Yes… but

I am back to Genesis again in my readings as I have set up a plan how to read through the Bible in a year. Some parts later I will struggle with – all the ‘begats’ and the intricacies of the sacrifices and I am sure my mind will wander and I will not have ready every word. Today I was reading of Mr. Abraham and how it just drops in as normative comments about him and his brother that they have children ‘also to their concubine…’ Women come close to being owned, and there seems an absence of romance and commitment to the ‘one and only’. All who take the Bible seriously of course want to insist on following the trajectory of Scripture with a ‘yes that is there, but continue to read and see where this takes us’. In the case of marriage it takes us to a situation of exclusive committed relationships. Trajectory, follow the story.

Determining the trajectory is a challenge, such as we see in the history of the church. Slavery was one such challenge as it is not confronted head-on in the pages of Scripture. It seems that Bishop Lightfoot was one of the first scholars to posit that the gospel message itself refuted slavery even though there was not a specific text that did so. Thankfully no one seriously suggests that slavery should continue, though of course ‘modern slavery’ continues disguised and until consumerism (‘I saw, I took, I ate) is overturned there will always be a tendency to enslave others.

This concept of a trajectory is embraced by all – it is simply that we differ as to what issues are included. And as with the slavery debate when one adds a trajectory that goes beyond the pages of Scripture that the challenge grows. (In using the phrase ‘beyond the pages of Scripture’ I do not mean beyond the ‘story’ that unfolds, a story that culminates in a ‘new heaven and a new earth’ – i.e. a whole new, fulfilled, order.)

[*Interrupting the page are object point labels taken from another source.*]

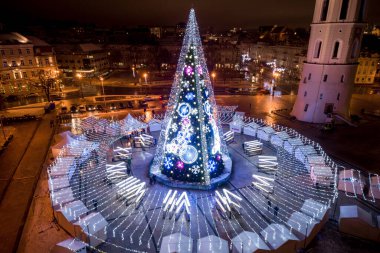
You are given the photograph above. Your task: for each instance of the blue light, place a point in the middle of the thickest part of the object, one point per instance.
(190, 96)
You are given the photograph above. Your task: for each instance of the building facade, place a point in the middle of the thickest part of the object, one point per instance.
(367, 69)
(329, 70)
(87, 60)
(23, 59)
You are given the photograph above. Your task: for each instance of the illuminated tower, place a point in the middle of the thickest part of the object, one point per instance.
(191, 150)
(328, 74)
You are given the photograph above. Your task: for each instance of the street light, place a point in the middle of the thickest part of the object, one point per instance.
(146, 84)
(79, 76)
(145, 76)
(213, 75)
(104, 95)
(133, 72)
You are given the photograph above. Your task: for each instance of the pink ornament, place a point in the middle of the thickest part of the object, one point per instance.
(180, 165)
(188, 70)
(200, 71)
(186, 121)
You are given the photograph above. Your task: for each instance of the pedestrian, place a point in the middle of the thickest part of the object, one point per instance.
(365, 189)
(154, 179)
(275, 211)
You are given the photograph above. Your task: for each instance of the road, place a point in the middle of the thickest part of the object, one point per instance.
(21, 165)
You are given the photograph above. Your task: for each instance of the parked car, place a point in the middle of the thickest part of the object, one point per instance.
(113, 107)
(55, 97)
(82, 109)
(63, 109)
(129, 104)
(32, 95)
(99, 108)
(90, 108)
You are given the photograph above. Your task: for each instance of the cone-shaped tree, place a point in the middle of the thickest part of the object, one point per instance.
(190, 147)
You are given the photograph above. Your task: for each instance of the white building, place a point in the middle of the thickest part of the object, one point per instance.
(332, 58)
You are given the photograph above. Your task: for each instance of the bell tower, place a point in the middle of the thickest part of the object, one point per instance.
(328, 74)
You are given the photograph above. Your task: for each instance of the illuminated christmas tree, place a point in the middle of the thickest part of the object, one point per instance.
(191, 147)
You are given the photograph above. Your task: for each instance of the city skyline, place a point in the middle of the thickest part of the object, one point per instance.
(247, 14)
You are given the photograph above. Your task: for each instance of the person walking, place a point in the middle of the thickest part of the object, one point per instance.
(95, 203)
(275, 212)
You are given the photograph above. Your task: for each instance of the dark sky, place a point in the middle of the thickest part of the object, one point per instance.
(216, 13)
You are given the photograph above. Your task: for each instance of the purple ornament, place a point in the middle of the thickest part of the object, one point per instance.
(188, 70)
(200, 71)
(180, 165)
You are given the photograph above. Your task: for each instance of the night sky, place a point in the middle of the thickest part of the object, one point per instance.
(216, 13)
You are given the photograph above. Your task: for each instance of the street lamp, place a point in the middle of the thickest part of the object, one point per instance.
(79, 76)
(213, 75)
(104, 95)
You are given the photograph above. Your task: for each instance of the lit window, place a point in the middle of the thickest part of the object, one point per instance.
(336, 50)
(325, 8)
(344, 10)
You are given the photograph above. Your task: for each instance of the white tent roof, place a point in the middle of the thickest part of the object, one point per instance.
(252, 125)
(73, 210)
(316, 159)
(277, 235)
(314, 208)
(212, 243)
(131, 123)
(302, 223)
(282, 135)
(306, 150)
(355, 212)
(92, 223)
(248, 242)
(72, 244)
(154, 121)
(59, 183)
(176, 243)
(295, 141)
(268, 130)
(62, 196)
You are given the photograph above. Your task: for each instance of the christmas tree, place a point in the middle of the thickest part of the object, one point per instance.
(191, 147)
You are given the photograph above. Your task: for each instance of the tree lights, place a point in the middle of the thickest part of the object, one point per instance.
(190, 147)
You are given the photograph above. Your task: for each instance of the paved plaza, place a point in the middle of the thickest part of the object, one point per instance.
(42, 233)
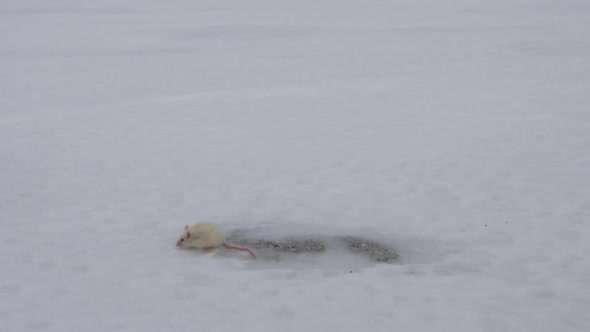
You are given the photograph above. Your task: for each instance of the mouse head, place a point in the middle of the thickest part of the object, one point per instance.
(186, 238)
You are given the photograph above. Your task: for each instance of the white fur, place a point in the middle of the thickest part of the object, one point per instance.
(202, 235)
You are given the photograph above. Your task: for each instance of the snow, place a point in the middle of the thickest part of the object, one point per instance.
(458, 132)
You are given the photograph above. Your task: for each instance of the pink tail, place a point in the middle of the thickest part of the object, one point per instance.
(229, 246)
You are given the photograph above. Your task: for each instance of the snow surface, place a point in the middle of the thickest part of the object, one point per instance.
(456, 131)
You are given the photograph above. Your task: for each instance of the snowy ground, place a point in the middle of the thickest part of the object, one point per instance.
(458, 132)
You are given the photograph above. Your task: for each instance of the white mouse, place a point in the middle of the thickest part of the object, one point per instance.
(205, 236)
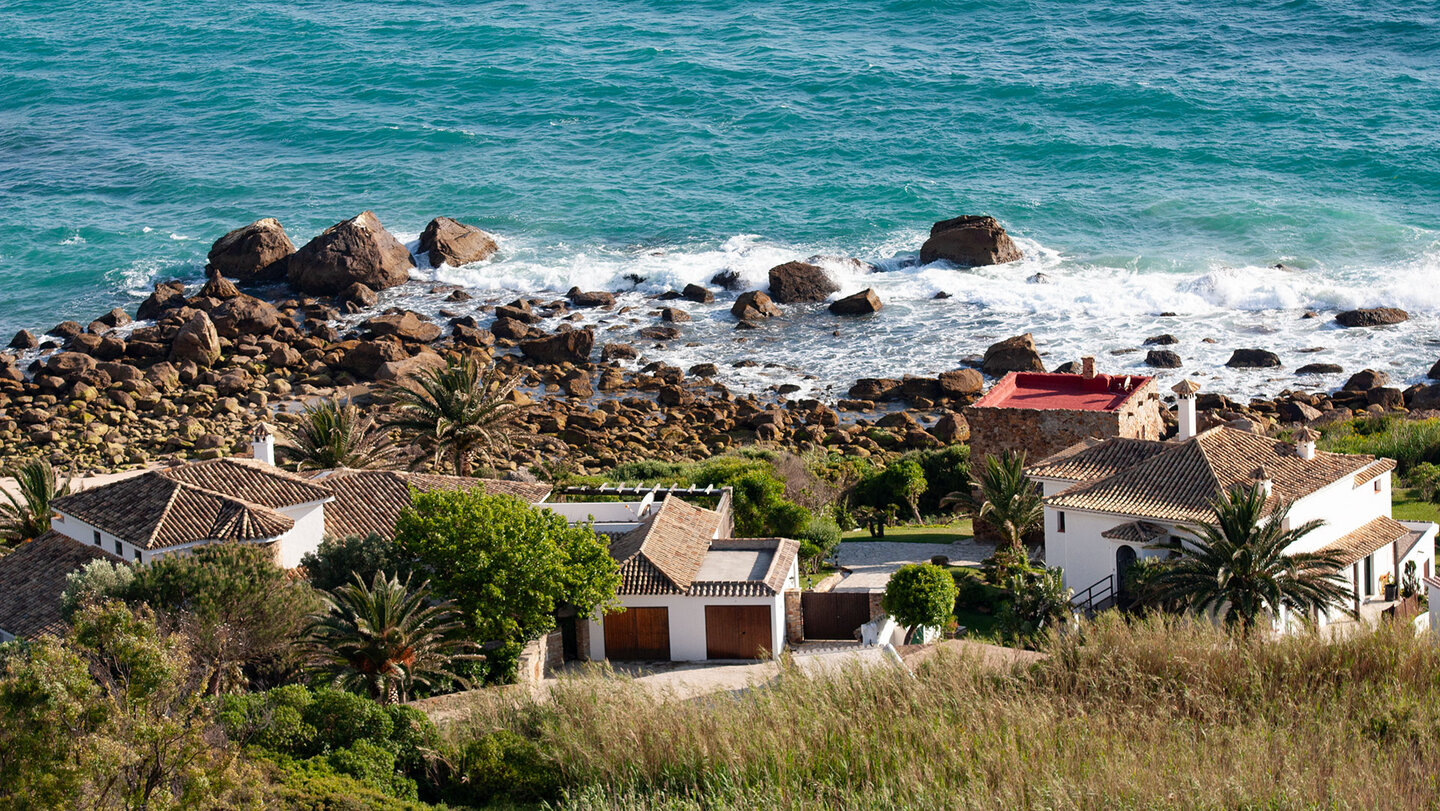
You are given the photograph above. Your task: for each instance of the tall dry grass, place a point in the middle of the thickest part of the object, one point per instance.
(1155, 713)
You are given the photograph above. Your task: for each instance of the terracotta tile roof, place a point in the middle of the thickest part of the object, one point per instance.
(32, 579)
(1136, 532)
(1182, 481)
(1096, 458)
(248, 480)
(663, 555)
(154, 510)
(1358, 543)
(370, 500)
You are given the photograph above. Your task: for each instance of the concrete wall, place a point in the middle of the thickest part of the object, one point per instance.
(687, 623)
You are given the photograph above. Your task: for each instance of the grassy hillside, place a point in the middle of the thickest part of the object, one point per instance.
(1152, 715)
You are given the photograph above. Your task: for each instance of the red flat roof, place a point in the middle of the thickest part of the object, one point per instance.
(1069, 392)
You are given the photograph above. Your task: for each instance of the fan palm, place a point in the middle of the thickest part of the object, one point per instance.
(334, 434)
(25, 514)
(1008, 499)
(385, 638)
(1237, 565)
(457, 412)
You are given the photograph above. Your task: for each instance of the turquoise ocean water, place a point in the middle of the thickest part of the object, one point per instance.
(1151, 156)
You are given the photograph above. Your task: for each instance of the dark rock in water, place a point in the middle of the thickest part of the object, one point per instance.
(753, 304)
(660, 333)
(1013, 355)
(450, 242)
(726, 280)
(797, 283)
(1162, 359)
(257, 252)
(405, 326)
(1365, 381)
(861, 303)
(1253, 359)
(357, 249)
(594, 298)
(196, 342)
(245, 316)
(66, 330)
(969, 241)
(569, 346)
(697, 294)
(1371, 317)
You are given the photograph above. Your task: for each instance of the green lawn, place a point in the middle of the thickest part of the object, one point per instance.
(1409, 507)
(961, 529)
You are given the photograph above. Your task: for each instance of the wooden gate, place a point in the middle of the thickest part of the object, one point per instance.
(834, 615)
(738, 631)
(637, 633)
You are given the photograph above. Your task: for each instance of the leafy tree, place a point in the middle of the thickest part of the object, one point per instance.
(244, 614)
(334, 434)
(26, 513)
(1008, 499)
(1237, 565)
(386, 638)
(457, 412)
(339, 561)
(95, 582)
(114, 716)
(507, 566)
(919, 595)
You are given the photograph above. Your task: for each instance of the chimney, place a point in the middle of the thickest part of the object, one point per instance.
(1185, 408)
(1305, 442)
(264, 442)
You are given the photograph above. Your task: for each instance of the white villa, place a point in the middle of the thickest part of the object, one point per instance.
(1108, 502)
(693, 592)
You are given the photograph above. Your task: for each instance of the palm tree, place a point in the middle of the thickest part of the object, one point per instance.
(457, 412)
(1237, 565)
(386, 638)
(334, 434)
(25, 514)
(1008, 499)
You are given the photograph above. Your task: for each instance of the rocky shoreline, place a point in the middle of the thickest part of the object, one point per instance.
(193, 370)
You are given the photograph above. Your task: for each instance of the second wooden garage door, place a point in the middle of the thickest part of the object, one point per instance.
(738, 631)
(637, 633)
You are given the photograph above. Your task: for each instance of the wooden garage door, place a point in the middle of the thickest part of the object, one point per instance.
(738, 631)
(637, 633)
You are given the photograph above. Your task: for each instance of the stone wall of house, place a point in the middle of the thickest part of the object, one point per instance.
(794, 618)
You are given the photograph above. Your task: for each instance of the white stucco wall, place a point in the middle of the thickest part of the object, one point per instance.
(687, 623)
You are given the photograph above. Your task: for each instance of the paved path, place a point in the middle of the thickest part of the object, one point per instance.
(871, 562)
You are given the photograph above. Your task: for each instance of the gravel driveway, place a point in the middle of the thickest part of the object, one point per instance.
(871, 562)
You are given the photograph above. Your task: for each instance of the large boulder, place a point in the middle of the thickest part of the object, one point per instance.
(1013, 355)
(257, 252)
(569, 346)
(245, 316)
(405, 326)
(357, 249)
(1371, 317)
(797, 283)
(752, 306)
(861, 303)
(196, 342)
(969, 241)
(455, 244)
(1253, 359)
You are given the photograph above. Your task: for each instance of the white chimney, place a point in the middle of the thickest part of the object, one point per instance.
(1305, 442)
(1185, 408)
(264, 442)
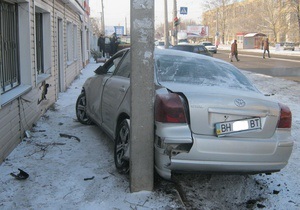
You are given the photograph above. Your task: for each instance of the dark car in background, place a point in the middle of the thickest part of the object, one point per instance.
(200, 49)
(211, 48)
(208, 116)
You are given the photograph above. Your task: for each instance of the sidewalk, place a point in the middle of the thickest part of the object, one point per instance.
(273, 50)
(70, 173)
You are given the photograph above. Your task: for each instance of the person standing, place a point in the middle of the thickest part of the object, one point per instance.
(266, 48)
(114, 44)
(234, 51)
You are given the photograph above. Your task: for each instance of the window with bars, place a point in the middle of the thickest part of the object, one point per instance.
(39, 42)
(9, 60)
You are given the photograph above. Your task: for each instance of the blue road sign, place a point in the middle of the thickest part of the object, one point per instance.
(183, 10)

Pages / texts and story / trajectory – how do we determine our approach? Consider how Christians differ:

  • Violence and war… plenty of that within the pages.
  • Despotic / sovereign rulers who are endorsed by God.
  • Same-sex committed relationships.
  • Nationalism that protects borders.
  • and… and…

Thankfully at the same time as reading Genesis I am also reading the Gospels. There is a trajectory, and Jesus distorts many previously held norms; Paul then seems to suggest that we live within a fallen oppressive world system, but are not to live by the mythical story of empire, but by the story from the empty tomb that tells us there is One who is the first-born of all creation.

Probably the differences within the Christian community as to how we approach various issues can be used to provoke progression in understanding, rather than division. Anyway all goes to say, I am interested to see what fixed point I will see differently at the end of the year when I finish up in Revelation… will I see ‘a new heaven and a new earth’?